3. Alphabet's numbers are up next
Alphabet (NASDAQ:GOOGL), the parent company of Google, reports its quarterly results after the closing bell on Monday, the first time under the leadership of Sundar Pichal.
Analysts polled by Investing.com expect earnings per share to have fallen some 2% year-on-year to $12.50 a share, on a 19% rise in revenue to $46.9 billion.
Alphabet (NASDAQ:GOOGL) stock gained 7% in January, outperforming the broader market after underperforming with a gain of only 19% in 2019.
Investors will be looking for as much detail as possible on the contribution of cash cow YouTube, as well as the progress of self-driving technology unit Waymo, among other things.
4. Sterling tumbles as post-Brexit era starts awkwardly
The pound tumbled over 1% against the dollar and nearly 0.8% against the euro as the post-Brexit era began with some confrontational rhetoric out of London.

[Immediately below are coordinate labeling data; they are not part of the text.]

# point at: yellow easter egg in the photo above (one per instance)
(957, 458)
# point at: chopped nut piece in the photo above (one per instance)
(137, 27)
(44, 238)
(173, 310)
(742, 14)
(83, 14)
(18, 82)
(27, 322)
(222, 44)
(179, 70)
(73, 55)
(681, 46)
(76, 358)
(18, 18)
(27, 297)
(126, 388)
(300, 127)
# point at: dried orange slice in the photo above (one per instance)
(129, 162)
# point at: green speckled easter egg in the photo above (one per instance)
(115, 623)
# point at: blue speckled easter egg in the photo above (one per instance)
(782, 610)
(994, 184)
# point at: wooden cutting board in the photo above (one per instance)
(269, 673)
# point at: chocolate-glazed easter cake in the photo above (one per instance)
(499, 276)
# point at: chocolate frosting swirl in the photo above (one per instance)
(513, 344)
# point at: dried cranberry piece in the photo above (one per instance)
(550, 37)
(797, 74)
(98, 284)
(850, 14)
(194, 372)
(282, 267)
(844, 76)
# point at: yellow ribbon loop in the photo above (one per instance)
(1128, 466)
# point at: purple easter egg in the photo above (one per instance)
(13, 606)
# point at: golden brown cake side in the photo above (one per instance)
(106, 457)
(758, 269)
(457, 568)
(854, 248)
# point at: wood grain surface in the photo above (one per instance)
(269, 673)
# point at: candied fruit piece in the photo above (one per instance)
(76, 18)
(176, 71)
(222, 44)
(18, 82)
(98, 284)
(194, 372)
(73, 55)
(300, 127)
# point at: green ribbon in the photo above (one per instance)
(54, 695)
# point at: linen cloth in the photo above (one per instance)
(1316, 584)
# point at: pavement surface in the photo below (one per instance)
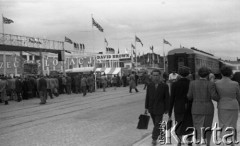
(99, 119)
(147, 141)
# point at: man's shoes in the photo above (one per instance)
(154, 142)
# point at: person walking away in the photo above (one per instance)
(172, 78)
(156, 102)
(69, 84)
(228, 105)
(90, 81)
(84, 85)
(202, 92)
(3, 90)
(132, 82)
(19, 89)
(49, 91)
(124, 79)
(64, 84)
(76, 83)
(104, 82)
(182, 106)
(42, 89)
(146, 80)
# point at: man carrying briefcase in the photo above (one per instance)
(157, 102)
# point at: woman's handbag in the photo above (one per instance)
(143, 121)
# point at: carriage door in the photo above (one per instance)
(181, 62)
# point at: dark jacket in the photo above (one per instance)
(179, 98)
(42, 84)
(157, 100)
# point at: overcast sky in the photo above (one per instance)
(209, 25)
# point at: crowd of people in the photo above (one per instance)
(192, 101)
(32, 86)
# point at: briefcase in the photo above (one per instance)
(143, 121)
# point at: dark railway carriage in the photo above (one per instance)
(192, 59)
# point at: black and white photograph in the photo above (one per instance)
(119, 72)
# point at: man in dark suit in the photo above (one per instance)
(156, 103)
(42, 89)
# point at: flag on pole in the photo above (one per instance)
(68, 40)
(94, 23)
(105, 40)
(166, 42)
(138, 40)
(7, 21)
(133, 46)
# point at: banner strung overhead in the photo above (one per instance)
(112, 56)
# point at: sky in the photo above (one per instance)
(209, 25)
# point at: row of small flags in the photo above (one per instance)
(75, 45)
(82, 46)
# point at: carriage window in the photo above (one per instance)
(181, 61)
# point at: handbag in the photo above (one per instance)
(143, 121)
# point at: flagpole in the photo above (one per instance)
(164, 65)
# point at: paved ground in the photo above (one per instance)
(99, 119)
(147, 140)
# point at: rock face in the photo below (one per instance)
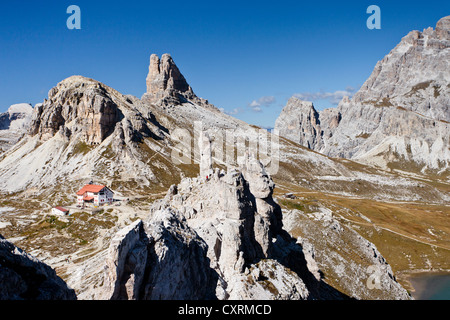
(87, 104)
(216, 239)
(23, 277)
(399, 115)
(167, 86)
(299, 122)
(163, 75)
(84, 128)
(165, 83)
(14, 124)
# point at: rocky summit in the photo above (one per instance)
(203, 210)
(399, 115)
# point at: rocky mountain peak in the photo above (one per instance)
(399, 115)
(443, 28)
(299, 122)
(165, 81)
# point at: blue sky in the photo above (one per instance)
(247, 57)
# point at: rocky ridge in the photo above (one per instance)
(23, 277)
(220, 238)
(14, 124)
(400, 114)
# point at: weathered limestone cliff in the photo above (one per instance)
(23, 277)
(399, 117)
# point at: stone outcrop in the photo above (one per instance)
(14, 124)
(165, 83)
(167, 86)
(165, 260)
(87, 103)
(215, 239)
(23, 277)
(300, 123)
(399, 116)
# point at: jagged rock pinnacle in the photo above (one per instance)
(164, 80)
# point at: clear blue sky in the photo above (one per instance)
(247, 57)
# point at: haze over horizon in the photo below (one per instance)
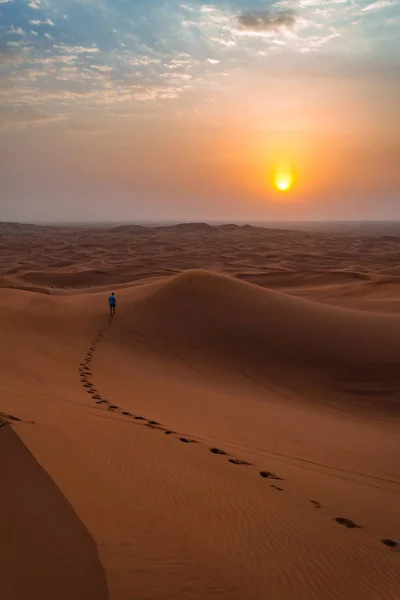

U.K. Prime Minister Boris Johnson said in a keynote speech that he would rather accept tariffs than the jurisdiction of the European Court of Justice, reviving the risks of an economically damaging rupture with the EU at the end of an agreed transition period which ensures that nothing essentially changes in the U.K.-EU relationship until the end of the year.
The EU’s members haven’t yet agreed on the mandate they will give the European Commission as regards negotiating a free-trade deal with the U.K. However, governments and Commission representatives had been largely consistent in the three years since the referendum that they would press for an extensive role for the ECJ in any FTA.
5. PMIs point to weak rebound
On an otherwise light day for data, purchasing managers indices across Europe showed the manufacturing sector still in contraction at the start of 2020, albeit apparently past the worst of last year’s slowdown.
The eurozone manufacturing PMI from IHS Markit rose to 47.9, a little higher than the 47.8 expected but still below the 50 line that separates growth from contraction. The U.K. PMI did make it back to 50 for the first time since May but the news was overshadowed by the post-Brexit tensions.